$500 salary, potatoes, Jerusalem artichokes: What is the future of Belarus-Russia integration?


This year, a meeting of the Supreme State Council of the Union State which usually takes place in February or March, is scheduled for the penultimate day of the spring. New talking points have definitely emerged since April’s meeting of presidents Alyaksandr Lukashenka and Vladimir Putin.

“Not everything is going smoothly. Belarus failed to get $1 bn loan which was promised to support the economy of the country so that the republic would not go bankrupt,” says Moscow-based political analyst Andrey Suzdaltsev.

Sign of relief after St. Petersburg meeting?

On Monday, Russia’s veterinary and fitosanitary agency Rosselkhoznadzor even agreed to lift restrictions against two of seven meat and dairy Belarusian enterprises, but on Tuesday the watchdog imposed a food delivery ban on another three firms. According to Belarusian political analyst Ales Lahvinets, conflict between the countries will remain, because the model of relations between the two authoritarian leaders is not transparent.

“The hot-button issues are oil and gas prices; quotas; access to the Russian market; a very peculiar interpretation of sanitary norms; participation of Belarusian companies in Russia’s state tendering,” he says.

Russia will pay for $500 average salary in Belarus?

Lukashenka is expected to keep his promise of $500 average salary per month. His political fate is linked to a great extent to a quick and successful solution of the issue. But neither his recent visit to China, nor hugs with other world leaders have not brought dividends yet. And two of the three pillars of Belarus’ export – oil, potash, meat and dairy industry – are primarily dependent on Moscow.

“The tackling of the $500 salary problem is up to Russia, its oil industry, pipelines and good will. They are able to help Lukashenka raise salaries and come off as a brilliant economist, ” Suzdaltzev said.

What can Lukashenka offer in exchange?

According to some political observers, deploying a Russian military base in Belarus may become such a bargaining chip. Andrey Illarionov, Vladimir Putin’s former economic adviser, left open the possibility of a hybrid occupation of our country immediately after the joint military exercise West-2017. But not all experts share his opinion.

“A long-term positional game is still in progress, and Lukashenka has fewer trump cards. But I do not think that Russia will go to the length of a belligerent option,” Lahvinets believes.

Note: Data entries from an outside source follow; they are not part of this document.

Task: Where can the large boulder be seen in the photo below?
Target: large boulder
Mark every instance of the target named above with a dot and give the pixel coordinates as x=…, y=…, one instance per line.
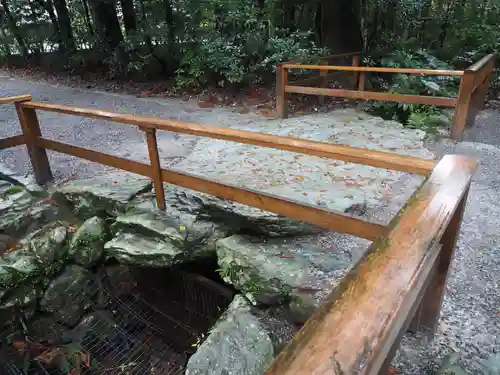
x=69, y=295
x=140, y=250
x=87, y=244
x=104, y=195
x=48, y=244
x=277, y=270
x=21, y=212
x=237, y=344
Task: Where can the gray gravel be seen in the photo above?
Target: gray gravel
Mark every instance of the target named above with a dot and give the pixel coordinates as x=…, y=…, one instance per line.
x=115, y=139
x=470, y=323
x=470, y=320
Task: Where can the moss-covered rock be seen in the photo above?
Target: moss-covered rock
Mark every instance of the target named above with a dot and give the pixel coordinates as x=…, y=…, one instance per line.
x=271, y=271
x=237, y=344
x=68, y=295
x=104, y=195
x=87, y=244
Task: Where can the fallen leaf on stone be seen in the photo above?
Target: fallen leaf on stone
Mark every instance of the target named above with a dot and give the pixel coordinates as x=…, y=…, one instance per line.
x=49, y=356
x=20, y=345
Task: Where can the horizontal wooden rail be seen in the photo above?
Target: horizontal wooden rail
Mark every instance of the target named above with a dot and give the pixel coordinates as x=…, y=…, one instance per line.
x=15, y=99
x=293, y=209
x=377, y=69
x=14, y=141
x=353, y=331
x=349, y=154
x=370, y=95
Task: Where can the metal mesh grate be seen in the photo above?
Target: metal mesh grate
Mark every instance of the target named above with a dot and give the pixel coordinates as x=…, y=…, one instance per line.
x=150, y=329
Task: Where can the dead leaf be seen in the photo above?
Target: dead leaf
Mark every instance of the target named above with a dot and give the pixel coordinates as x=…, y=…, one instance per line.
x=206, y=105
x=20, y=345
x=49, y=356
x=85, y=358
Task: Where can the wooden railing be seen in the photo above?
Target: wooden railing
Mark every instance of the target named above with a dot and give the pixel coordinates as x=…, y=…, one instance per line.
x=471, y=95
x=399, y=281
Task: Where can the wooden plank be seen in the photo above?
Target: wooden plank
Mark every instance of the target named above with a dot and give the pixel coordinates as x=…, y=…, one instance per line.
x=299, y=211
x=356, y=61
x=427, y=318
x=426, y=276
x=372, y=158
x=31, y=131
x=285, y=207
x=15, y=99
x=428, y=72
x=369, y=95
x=463, y=105
x=156, y=168
x=281, y=95
x=481, y=63
x=351, y=332
x=97, y=157
x=483, y=74
x=14, y=141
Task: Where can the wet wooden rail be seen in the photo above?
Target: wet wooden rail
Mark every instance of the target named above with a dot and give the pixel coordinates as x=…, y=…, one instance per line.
x=471, y=96
x=400, y=281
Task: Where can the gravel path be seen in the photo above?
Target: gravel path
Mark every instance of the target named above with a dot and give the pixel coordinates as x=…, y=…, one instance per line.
x=120, y=140
x=470, y=323
x=470, y=320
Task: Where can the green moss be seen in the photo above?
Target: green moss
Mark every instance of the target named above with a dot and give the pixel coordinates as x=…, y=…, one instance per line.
x=14, y=190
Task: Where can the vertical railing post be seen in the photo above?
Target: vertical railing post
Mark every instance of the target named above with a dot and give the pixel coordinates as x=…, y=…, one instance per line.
x=323, y=81
x=427, y=315
x=281, y=94
x=154, y=158
x=38, y=155
x=356, y=61
x=463, y=105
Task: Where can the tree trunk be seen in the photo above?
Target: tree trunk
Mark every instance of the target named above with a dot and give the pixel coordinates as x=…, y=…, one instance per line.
x=341, y=26
x=144, y=24
x=65, y=29
x=49, y=8
x=11, y=23
x=106, y=23
x=169, y=19
x=86, y=16
x=129, y=20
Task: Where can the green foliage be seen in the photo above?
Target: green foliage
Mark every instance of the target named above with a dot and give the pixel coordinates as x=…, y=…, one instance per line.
x=237, y=44
x=423, y=117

As for the upcoming meeting on May 30, there is every likelihood that the topic raised will be insignificant. The formation called Union State, which turned 20 years in 2017, has been criticized even by its own creators. The level of integration between the two countries is still limited to 11 programmes, including that of ‘inovative development of production of potatoes and Jerusalem artichokes’.